Step 1: Understand Pinterest Ads API

Begin by familiarizing yourself with the Pinterest Ads API documentation. This is crucial as you'll be directly interacting with the API to extract data. Ensure you have access to the necessary API endpoints to retrieve the data you need. Obtain your API credentials, including the access token, which allows you to authenticate and authorize your requests.

Prepare your development environment to make HTTP requests to the Pinterest Ads API. You can use a programming language like Python, which is well-suited for handling HTTP requests and data manipulation. Ensure you have libraries like `requests` for making API calls and `pandas` for data manipulation installed.

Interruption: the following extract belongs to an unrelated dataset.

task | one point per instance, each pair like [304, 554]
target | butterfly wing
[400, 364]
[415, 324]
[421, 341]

Write a script to call the Pinterest Ads API using your credentials. Use the appropriate endpoints to pull the desired data, such as ad performance metrics, campaign details, etc. Handle pagination if the data set is large, and ensure your script can manage rate limits by implementing retries or delays as needed.

Once data is extracted, transform and cleanse it to meet your requirements and ensure compatibility with Snowflake's data structures. Use Python’s data manipulation libraries to format the data, handle missing values, and rename columns if necessary. Ensure that data types align with those expected in Snowflake.

Log in to your Snowflake account and set up your database and schema where you will load the Pinterest Ads data. Create the necessary tables in Snowflake with the appropriate columns and data types that match the transformed data.

Use Snowflake's `PUT` command to stage your data files (e.g., CSV or JSON) into a Snowflake stage. Then, use the `COPY INTO` command to load the data into your Snowflake tables. Ensure that your Snowflake warehouse is running and has sufficient resources for the data load.

After loading the data, run queries in Snowflake to validate that the data has been loaded correctly. Check for consistency and accuracy by comparing sample records with the original data. Once validated, consider automating the extraction, transformation, and loading process using a scheduler like cron on a server to run your script at regular intervals, ensuring data is updated in Snowflake automatically.

Following these steps will enable you to effectively move data from Pinterest Ads to the Snowflake Data Cloud without the need for third-party connectors or integrations, leveraging direct API interactions and Snowflake's built-in data loading capabilities.